DNATed IP – Reply on the Same Interface as Incoming

dnatiproute2iptablesopenvpn

A server has 3 ifaces, 2 internal (eth1/2) in different public networks, one external (eth0).

There is a service (openvpn) that can't bind to some IPs/ifaces, only to all or one, but I need it to accept connections (UDP) on internal ifaces only. The default gw is via the external one.

I have a working setup with 2 instances of the service, bound to the IPs of each internal iface and routing set with iproute2 (ip route add xxx table x, ip rule add from <IP> table x).

Is it possible to DNAT the incoming connection on the second internal iface (eth2) to the IP of the first internal iface (eth1) and make it respond via the same interface (eth2)? In this case it wouldn't be necessary to run the second instance of the service and maintain 2 identical configs with the only difference of the IP to listen on.

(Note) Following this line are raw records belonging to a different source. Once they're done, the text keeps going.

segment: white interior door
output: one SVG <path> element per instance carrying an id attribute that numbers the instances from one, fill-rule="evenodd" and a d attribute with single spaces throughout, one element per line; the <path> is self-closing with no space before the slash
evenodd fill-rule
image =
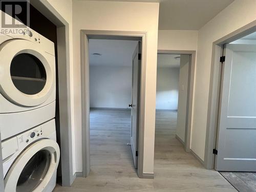
<path id="1" fill-rule="evenodd" d="M 256 45 L 225 53 L 215 168 L 256 172 Z"/>
<path id="2" fill-rule="evenodd" d="M 131 109 L 131 147 L 135 168 L 138 167 L 138 136 L 139 128 L 139 100 L 140 59 L 139 58 L 139 44 L 133 55 L 133 80 Z"/>

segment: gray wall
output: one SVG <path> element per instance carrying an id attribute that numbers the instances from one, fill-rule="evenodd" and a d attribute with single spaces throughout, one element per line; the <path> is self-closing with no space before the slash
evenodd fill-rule
<path id="1" fill-rule="evenodd" d="M 132 67 L 90 66 L 90 107 L 126 108 L 132 100 Z"/>
<path id="2" fill-rule="evenodd" d="M 157 68 L 157 110 L 178 109 L 179 74 L 178 68 Z"/>
<path id="3" fill-rule="evenodd" d="M 189 64 L 189 56 L 181 55 L 176 135 L 183 142 L 185 141 Z"/>

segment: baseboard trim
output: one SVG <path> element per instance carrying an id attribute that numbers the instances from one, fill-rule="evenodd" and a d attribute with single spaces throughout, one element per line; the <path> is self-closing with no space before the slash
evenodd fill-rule
<path id="1" fill-rule="evenodd" d="M 75 173 L 73 175 L 72 181 L 71 182 L 71 183 L 73 184 L 73 183 L 74 183 L 74 181 L 75 181 L 75 180 L 76 179 L 76 177 L 76 177 L 76 172 L 75 172 Z"/>
<path id="2" fill-rule="evenodd" d="M 83 177 L 82 172 L 76 172 L 75 174 L 76 177 Z"/>
<path id="3" fill-rule="evenodd" d="M 143 173 L 142 179 L 154 179 L 155 174 L 154 173 Z"/>
<path id="4" fill-rule="evenodd" d="M 178 135 L 176 135 L 175 137 L 179 141 L 180 141 L 180 142 L 182 144 L 182 145 L 185 146 L 185 143 L 183 141 L 182 141 L 182 140 L 181 140 L 181 139 L 180 138 L 180 137 L 179 137 Z"/>
<path id="5" fill-rule="evenodd" d="M 195 153 L 195 152 L 193 152 L 191 149 L 190 149 L 190 152 L 191 153 L 192 155 L 194 156 L 196 159 L 197 159 L 204 167 L 204 161 L 203 161 L 202 159 L 200 158 L 197 154 L 196 154 L 196 153 Z"/>
<path id="6" fill-rule="evenodd" d="M 92 110 L 131 110 L 131 108 L 98 108 L 96 106 L 90 106 Z"/>
<path id="7" fill-rule="evenodd" d="M 156 111 L 178 111 L 178 110 L 169 110 L 169 109 L 156 109 Z"/>

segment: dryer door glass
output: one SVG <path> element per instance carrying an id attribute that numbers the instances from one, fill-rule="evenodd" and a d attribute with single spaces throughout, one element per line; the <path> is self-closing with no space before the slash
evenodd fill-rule
<path id="1" fill-rule="evenodd" d="M 32 191 L 40 184 L 49 170 L 51 154 L 46 150 L 38 151 L 26 164 L 17 183 L 16 191 Z"/>
<path id="2" fill-rule="evenodd" d="M 16 55 L 11 61 L 10 73 L 15 87 L 28 95 L 38 93 L 46 83 L 46 72 L 43 64 L 31 54 Z"/>

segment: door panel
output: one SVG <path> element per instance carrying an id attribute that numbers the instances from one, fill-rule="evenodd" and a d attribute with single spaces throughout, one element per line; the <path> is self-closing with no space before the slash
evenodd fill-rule
<path id="1" fill-rule="evenodd" d="M 139 60 L 139 44 L 133 55 L 133 80 L 131 109 L 131 147 L 135 168 L 138 166 L 138 136 L 139 127 L 139 98 L 140 60 Z"/>
<path id="2" fill-rule="evenodd" d="M 256 46 L 225 48 L 216 169 L 256 171 Z"/>

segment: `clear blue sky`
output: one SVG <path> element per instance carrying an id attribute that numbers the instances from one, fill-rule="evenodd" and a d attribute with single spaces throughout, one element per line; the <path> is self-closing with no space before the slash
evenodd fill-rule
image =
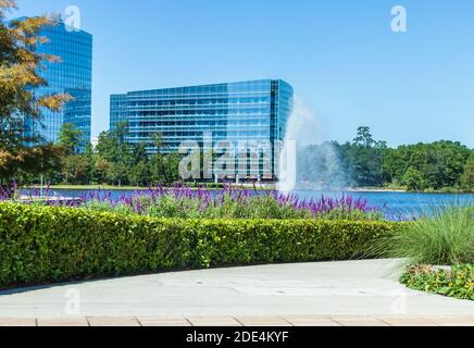
<path id="1" fill-rule="evenodd" d="M 18 15 L 82 10 L 95 39 L 92 133 L 109 96 L 134 89 L 283 78 L 346 141 L 369 125 L 390 146 L 474 147 L 472 0 L 18 0 Z M 390 29 L 391 8 L 408 33 Z"/>

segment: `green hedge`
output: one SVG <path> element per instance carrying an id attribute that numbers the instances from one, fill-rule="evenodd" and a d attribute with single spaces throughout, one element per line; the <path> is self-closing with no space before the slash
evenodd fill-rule
<path id="1" fill-rule="evenodd" d="M 0 287 L 165 270 L 347 260 L 388 222 L 170 220 L 0 203 Z"/>

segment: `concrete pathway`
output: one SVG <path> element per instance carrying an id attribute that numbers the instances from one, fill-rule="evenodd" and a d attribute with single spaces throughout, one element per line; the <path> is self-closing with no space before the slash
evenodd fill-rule
<path id="1" fill-rule="evenodd" d="M 474 324 L 473 301 L 407 289 L 397 281 L 399 265 L 399 260 L 262 265 L 16 289 L 0 293 L 0 325 Z"/>

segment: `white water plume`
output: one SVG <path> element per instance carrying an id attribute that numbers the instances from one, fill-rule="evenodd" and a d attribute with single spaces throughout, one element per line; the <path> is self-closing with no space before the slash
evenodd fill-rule
<path id="1" fill-rule="evenodd" d="M 290 191 L 300 185 L 319 190 L 341 190 L 346 187 L 338 149 L 322 139 L 323 129 L 317 116 L 301 98 L 296 97 L 279 159 L 279 173 L 283 173 L 278 182 L 279 190 Z"/>

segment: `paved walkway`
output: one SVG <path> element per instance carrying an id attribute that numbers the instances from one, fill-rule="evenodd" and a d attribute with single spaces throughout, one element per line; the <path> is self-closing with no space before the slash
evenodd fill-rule
<path id="1" fill-rule="evenodd" d="M 473 301 L 409 290 L 397 281 L 399 264 L 262 265 L 16 289 L 0 293 L 0 325 L 474 323 Z"/>
<path id="2" fill-rule="evenodd" d="M 454 316 L 190 316 L 0 319 L 0 326 L 473 326 L 474 315 Z"/>

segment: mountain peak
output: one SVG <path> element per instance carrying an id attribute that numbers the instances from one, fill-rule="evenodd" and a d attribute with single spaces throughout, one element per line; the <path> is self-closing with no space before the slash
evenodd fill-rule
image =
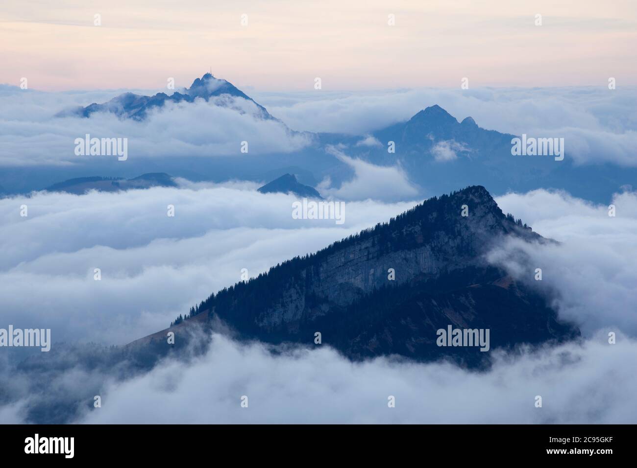
<path id="1" fill-rule="evenodd" d="M 296 176 L 290 173 L 284 174 L 271 182 L 259 187 L 257 191 L 262 194 L 292 193 L 299 197 L 322 198 L 320 194 L 313 187 L 304 185 L 296 180 Z"/>
<path id="2" fill-rule="evenodd" d="M 460 122 L 460 124 L 461 124 L 461 125 L 470 125 L 471 127 L 477 127 L 478 126 L 478 124 L 476 124 L 476 121 L 474 120 L 471 117 L 467 117 L 464 120 L 462 120 L 461 122 Z"/>
<path id="3" fill-rule="evenodd" d="M 465 204 L 468 215 L 461 214 Z M 321 330 L 330 346 L 353 360 L 400 355 L 488 365 L 477 350 L 436 346 L 436 330 L 450 324 L 497 329 L 494 349 L 578 333 L 559 323 L 536 292 L 485 260 L 505 236 L 542 239 L 516 226 L 483 187 L 468 187 L 213 293 L 196 315 L 266 343 L 306 343 Z M 157 343 L 166 331 L 155 335 Z"/>
<path id="4" fill-rule="evenodd" d="M 443 124 L 457 124 L 458 121 L 453 115 L 434 104 L 425 108 L 412 117 L 411 120 Z"/>
<path id="5" fill-rule="evenodd" d="M 85 108 L 80 107 L 76 109 L 62 111 L 57 115 L 64 117 L 75 115 L 89 117 L 94 112 L 106 111 L 114 113 L 120 117 L 143 120 L 146 118 L 148 110 L 154 108 L 162 107 L 168 101 L 192 103 L 197 98 L 208 101 L 211 97 L 221 96 L 240 97 L 250 101 L 257 106 L 257 114 L 261 118 L 274 118 L 264 107 L 255 102 L 252 97 L 245 94 L 229 82 L 215 78 L 211 73 L 204 73 L 201 78 L 195 79 L 190 87 L 184 89 L 183 93 L 177 91 L 171 96 L 168 96 L 166 93 L 159 92 L 152 96 L 146 96 L 131 92 L 125 92 L 113 97 L 108 103 L 103 104 L 94 103 Z M 240 106 L 233 107 L 231 101 L 231 99 L 222 99 L 220 101 L 218 99 L 215 101 L 215 104 L 222 107 L 236 108 L 240 112 L 243 111 Z"/>

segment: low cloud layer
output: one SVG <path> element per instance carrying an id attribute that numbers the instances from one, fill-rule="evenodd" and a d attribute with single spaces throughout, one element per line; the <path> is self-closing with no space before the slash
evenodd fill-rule
<path id="1" fill-rule="evenodd" d="M 637 193 L 615 194 L 612 204 L 594 205 L 559 192 L 534 190 L 497 199 L 505 212 L 533 226 L 557 245 L 529 245 L 510 239 L 492 252 L 492 262 L 516 278 L 559 294 L 560 316 L 589 334 L 603 329 L 637 337 Z M 516 260 L 519 252 L 530 265 Z M 530 268 L 529 268 L 530 266 Z M 534 280 L 536 268 L 542 281 Z"/>
<path id="2" fill-rule="evenodd" d="M 365 135 L 438 104 L 461 121 L 514 135 L 563 138 L 576 164 L 636 166 L 637 87 L 418 89 L 357 93 L 257 94 L 292 129 Z"/>
<path id="3" fill-rule="evenodd" d="M 165 328 L 242 268 L 257 276 L 415 203 L 347 202 L 337 225 L 293 219 L 295 197 L 250 183 L 181 183 L 194 188 L 0 199 L 4 325 L 51 328 L 54 342 L 122 344 Z"/>
<path id="4" fill-rule="evenodd" d="M 17 217 L 24 200 L 1 200 L 0 239 L 10 253 L 0 267 L 8 311 L 3 318 L 54 323 L 77 340 L 106 334 L 107 342 L 122 342 L 165 327 L 176 313 L 236 281 L 241 267 L 257 274 L 413 206 L 348 202 L 346 224 L 338 227 L 292 219 L 293 199 L 261 195 L 241 183 L 83 197 L 40 194 L 27 201 L 33 213 L 28 220 Z M 173 219 L 165 212 L 171 201 Z M 617 194 L 614 218 L 608 207 L 561 192 L 510 194 L 497 201 L 561 243 L 507 244 L 491 261 L 557 292 L 555 307 L 580 324 L 582 340 L 492 351 L 492 368 L 478 372 L 388 358 L 355 364 L 329 348 L 329 337 L 320 348 L 309 343 L 272 354 L 263 344 L 214 334 L 203 355 L 166 360 L 124 380 L 69 360 L 50 376 L 49 387 L 30 394 L 24 388 L 37 388 L 32 384 L 43 376 L 16 372 L 3 360 L 0 372 L 13 376 L 4 390 L 13 399 L 0 406 L 0 417 L 23 422 L 41 399 L 54 405 L 70 398 L 85 401 L 71 418 L 85 423 L 634 423 L 637 195 Z M 178 227 L 171 224 L 176 216 Z M 529 280 L 528 266 L 513 261 L 511 253 L 520 249 L 531 267 L 542 267 L 541 287 Z M 96 263 L 105 266 L 101 282 L 92 280 Z M 609 330 L 616 333 L 615 344 Z M 95 392 L 101 408 L 92 407 Z M 243 395 L 247 408 L 240 406 Z M 390 395 L 394 408 L 387 406 Z"/>
<path id="5" fill-rule="evenodd" d="M 110 94 L 42 93 L 4 87 L 0 90 L 0 165 L 83 162 L 87 157 L 75 154 L 74 141 L 86 134 L 127 138 L 131 159 L 240 155 L 242 141 L 248 142 L 252 154 L 288 153 L 311 142 L 310 137 L 290 132 L 276 120 L 259 118 L 254 103 L 240 97 L 231 103 L 225 97 L 168 103 L 143 122 L 120 120 L 108 113 L 96 113 L 89 118 L 55 117 L 65 108 L 104 102 L 104 95 Z"/>
<path id="6" fill-rule="evenodd" d="M 419 189 L 409 181 L 409 177 L 399 166 L 381 166 L 362 159 L 347 156 L 336 146 L 328 146 L 327 152 L 350 166 L 354 171 L 350 180 L 336 188 L 331 181 L 324 180 L 318 188 L 331 197 L 345 200 L 371 199 L 384 201 L 399 201 L 415 198 Z"/>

The problem is that if I change (with DNAT) the destination IP of the incoming connection on eth2 to the IP of the eth1, then the ip rule based on from <IP> won't work. Or, better to say, it will make the service reply via eth1, not eth2, using the default gw of the eth1.

Is it possible to efficiently set-mark for all outgoing packets of the DNATed "session" (UDP), so I could use fwmark in ip rule? Any other solution for the main problem?

Best Answer

Found a solution. This solution should work for any linux service that can't listen on specific interfaces, but only on all (0.0.0.0) or one particular, like MySQL, OpenVPN and many others. So we make the service listen on one iface and add netfilter/iproute2 rules to redirect all requests for the same protocol and port on another iface to our service on the first iface.

The "session" (despite being UDP in the OpenVPN case) is actually maintained by netfilter, and there is a module conntrack that permits to reference packets from a specific session. In this case I added a rule for OUTPUT in mangle table to mark all packets from the DNATed sessions with a mark. And then I use this mark to route the packets.


So, the commands are:

Define the variables

iface_int2=eth2         # the second internal iface
ip_int2=xx.xx.xx.xx     # the IP of the second internal iface
proto=udp               # the protocol of the connection
service_port=1194       # the incoming service port
ip_int1=yy.yy.yy.yy     # the IP of the first internal iface
ip_gw2=xx.xx.xx.1       # the IP of the default gateway for the second internal iface



This command instructs netfilter to overwrite the destination IP of the incoming connections on our second iface.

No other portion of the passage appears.